Tracey Bircumshaw, principal technical accountant, Bassetlaw District Council, said, “Our annual statement of accounts has traditionally been put together in a different way to private organisations. Local authority accounting is developing all the time as convergence with UK GAAP, and in the near future IFRS, will require changes to our accounting methods and system requirements. The annual SORP provides us with the statutory framework which ensures compliance with legislation and accounting standards.”
Nottinghamshire-based Bassetlaw chose Real Asset Management’s Asset4000 system in order to centralise and automate its fixed asset register, removing the need for outdated spreadsheets and making audits and reconciliation easier.
Bircumshaw said, “With over £280 million of fixed assets including housing, land and equipment under our control, proper management and recording of them is vitally important. These figures are a core part of our year-end reporting and accounts and now they are also central to compliance with SORP.”

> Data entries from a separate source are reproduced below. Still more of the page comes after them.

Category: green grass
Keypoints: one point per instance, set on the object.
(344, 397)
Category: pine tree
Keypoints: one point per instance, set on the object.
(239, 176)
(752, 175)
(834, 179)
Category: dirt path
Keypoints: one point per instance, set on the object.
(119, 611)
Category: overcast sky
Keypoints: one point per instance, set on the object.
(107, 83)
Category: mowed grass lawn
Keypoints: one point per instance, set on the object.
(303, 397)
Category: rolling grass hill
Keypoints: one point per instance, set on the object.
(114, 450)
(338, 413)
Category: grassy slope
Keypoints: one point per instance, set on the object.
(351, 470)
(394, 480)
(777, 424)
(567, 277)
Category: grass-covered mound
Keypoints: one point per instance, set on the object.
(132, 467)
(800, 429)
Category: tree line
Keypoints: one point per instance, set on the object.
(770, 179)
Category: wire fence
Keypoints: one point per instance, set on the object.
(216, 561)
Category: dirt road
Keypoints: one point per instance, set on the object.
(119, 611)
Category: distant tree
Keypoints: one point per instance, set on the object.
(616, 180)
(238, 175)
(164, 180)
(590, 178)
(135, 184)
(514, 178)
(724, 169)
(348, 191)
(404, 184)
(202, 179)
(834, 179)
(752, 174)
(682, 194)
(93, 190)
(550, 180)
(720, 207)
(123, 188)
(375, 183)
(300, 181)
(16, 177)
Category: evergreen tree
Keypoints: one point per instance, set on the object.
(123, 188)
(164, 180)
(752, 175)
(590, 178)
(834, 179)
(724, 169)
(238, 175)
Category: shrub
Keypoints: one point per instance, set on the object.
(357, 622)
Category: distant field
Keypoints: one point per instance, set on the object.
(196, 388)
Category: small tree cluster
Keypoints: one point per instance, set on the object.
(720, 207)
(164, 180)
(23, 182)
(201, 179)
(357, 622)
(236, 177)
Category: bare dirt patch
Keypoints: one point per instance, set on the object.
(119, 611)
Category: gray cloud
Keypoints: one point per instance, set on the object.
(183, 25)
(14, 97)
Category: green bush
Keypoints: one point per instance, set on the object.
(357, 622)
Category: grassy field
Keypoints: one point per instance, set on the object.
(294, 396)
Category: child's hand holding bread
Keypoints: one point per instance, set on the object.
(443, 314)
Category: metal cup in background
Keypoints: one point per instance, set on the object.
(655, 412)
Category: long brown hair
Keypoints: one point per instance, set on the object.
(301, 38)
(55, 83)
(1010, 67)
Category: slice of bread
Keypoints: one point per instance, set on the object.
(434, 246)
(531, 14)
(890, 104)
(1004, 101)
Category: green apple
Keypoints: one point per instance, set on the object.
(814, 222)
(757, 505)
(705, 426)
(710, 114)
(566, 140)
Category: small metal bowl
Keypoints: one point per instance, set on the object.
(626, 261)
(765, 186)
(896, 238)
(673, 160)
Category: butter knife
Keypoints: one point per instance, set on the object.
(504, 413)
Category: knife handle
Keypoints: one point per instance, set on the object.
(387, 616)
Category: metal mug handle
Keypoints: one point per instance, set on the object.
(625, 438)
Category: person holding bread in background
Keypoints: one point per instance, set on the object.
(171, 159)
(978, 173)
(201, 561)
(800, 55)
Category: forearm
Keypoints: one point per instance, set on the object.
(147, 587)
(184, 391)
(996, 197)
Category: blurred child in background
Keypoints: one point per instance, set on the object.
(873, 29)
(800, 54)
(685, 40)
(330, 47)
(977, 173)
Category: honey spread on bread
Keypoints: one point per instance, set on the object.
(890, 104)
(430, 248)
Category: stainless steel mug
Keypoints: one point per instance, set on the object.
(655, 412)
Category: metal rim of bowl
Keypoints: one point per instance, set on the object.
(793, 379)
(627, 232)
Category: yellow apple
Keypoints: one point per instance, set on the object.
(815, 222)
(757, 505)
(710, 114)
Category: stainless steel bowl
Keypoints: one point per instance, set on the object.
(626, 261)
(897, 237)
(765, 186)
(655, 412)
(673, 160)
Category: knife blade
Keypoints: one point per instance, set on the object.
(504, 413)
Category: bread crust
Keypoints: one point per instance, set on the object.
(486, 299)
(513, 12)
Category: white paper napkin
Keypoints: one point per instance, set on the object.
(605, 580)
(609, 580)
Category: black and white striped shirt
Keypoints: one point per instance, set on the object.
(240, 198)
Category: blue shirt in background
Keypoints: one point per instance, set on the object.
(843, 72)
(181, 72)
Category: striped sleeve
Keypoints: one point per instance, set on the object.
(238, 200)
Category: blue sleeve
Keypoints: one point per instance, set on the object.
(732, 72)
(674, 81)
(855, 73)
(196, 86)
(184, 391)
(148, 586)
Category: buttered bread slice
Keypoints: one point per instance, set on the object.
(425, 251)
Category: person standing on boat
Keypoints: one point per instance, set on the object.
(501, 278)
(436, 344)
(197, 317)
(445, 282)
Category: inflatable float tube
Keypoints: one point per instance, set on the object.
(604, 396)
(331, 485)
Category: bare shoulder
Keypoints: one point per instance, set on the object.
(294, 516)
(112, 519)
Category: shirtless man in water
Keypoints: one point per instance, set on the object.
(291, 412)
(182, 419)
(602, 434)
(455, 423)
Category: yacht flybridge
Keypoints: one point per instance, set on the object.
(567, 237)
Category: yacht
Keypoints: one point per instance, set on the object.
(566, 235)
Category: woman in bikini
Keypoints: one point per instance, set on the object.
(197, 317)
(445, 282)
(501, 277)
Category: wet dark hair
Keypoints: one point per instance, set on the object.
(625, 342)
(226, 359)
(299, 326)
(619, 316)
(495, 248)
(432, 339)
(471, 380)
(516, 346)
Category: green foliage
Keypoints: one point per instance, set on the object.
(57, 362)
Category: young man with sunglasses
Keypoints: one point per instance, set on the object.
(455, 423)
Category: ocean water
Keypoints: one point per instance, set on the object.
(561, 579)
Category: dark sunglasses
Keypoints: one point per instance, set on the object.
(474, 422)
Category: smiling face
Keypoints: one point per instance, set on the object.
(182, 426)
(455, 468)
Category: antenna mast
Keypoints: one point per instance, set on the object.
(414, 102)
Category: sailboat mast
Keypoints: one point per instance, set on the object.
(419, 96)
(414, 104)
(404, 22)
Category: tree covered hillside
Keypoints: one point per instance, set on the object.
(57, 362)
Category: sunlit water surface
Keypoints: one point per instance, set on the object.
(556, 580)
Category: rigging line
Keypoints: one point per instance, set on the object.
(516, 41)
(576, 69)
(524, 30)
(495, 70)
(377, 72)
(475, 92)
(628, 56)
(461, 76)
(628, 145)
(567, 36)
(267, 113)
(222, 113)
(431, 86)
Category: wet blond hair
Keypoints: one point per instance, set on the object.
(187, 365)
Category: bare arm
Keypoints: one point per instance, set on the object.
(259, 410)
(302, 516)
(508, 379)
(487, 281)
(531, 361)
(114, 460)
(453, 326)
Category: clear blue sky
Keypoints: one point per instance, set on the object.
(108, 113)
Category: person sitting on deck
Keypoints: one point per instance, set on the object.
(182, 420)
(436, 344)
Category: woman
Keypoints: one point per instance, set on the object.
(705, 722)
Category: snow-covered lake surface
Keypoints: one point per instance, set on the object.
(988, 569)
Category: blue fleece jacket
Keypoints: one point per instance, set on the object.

One of the biggest recent changes to the SORP regulations is the introduction of a revaluation reserve for each asset. At Bassetlaw, each asset and enhancement to it is recorded on Asset4000 in detail, ensuring an accurate historic cost record. Housing and maintenance works carried out on these properties comprise over 80 per cent of Bassetlaw’s £280 million assets. Bircumshaw said, “With over 9000 fixed assets, each with its own historic cost record, we have a great deal of information that needs to be collected and collated in order to review them against their current values. It’s essential that we ensure the historic and current cost accounts are available and that each asset has a revaluation reserve.”
For many local authorities, a particularly challenging aspect of SORP compliance is ensuring that both historic cost and current cost accounting records are maintained for each individual asset. In the absence of a comprehensive asset register, this often requires a team of valuation experts to carry out a physical inspection of many of the properties.
Bircumshaw explained, “Bassetlaw bought Asset4000 to record and manage our individual fixed assets, such as land, property, equipment or anything with a value over £10,000. We set up Asset4000 to detail everything, so if an asset is enhanced, it’s all in the register. This makes it extremely simple for us to generate the necessary records in order to comply with SORP.”
With over 56,000 records stored in Asset4000, Bassetlaw has all the historical information on its housing stock to comply with the SORP regulations. These records also enable the council to produce accurate matching valuations on each of its 9000 fixed assets using existing data. Bircumshaw said, “Without Asset4000, collating this information would have been horrendously labour intensive. We changed our internal procedures to comply with SORP regulations and then used the Real Asset Management software to deliver it.”
Housing accounts for 80 per cent of the Bassetlaw asset register and the information is updated automatically by the estates valuation department; the other 20 per cent of assets are entered directly into Asset4000. Bircumshaw concluded, “At the end of the financial year, all we do is run a single report and transfer the information straight into our annual accounts.”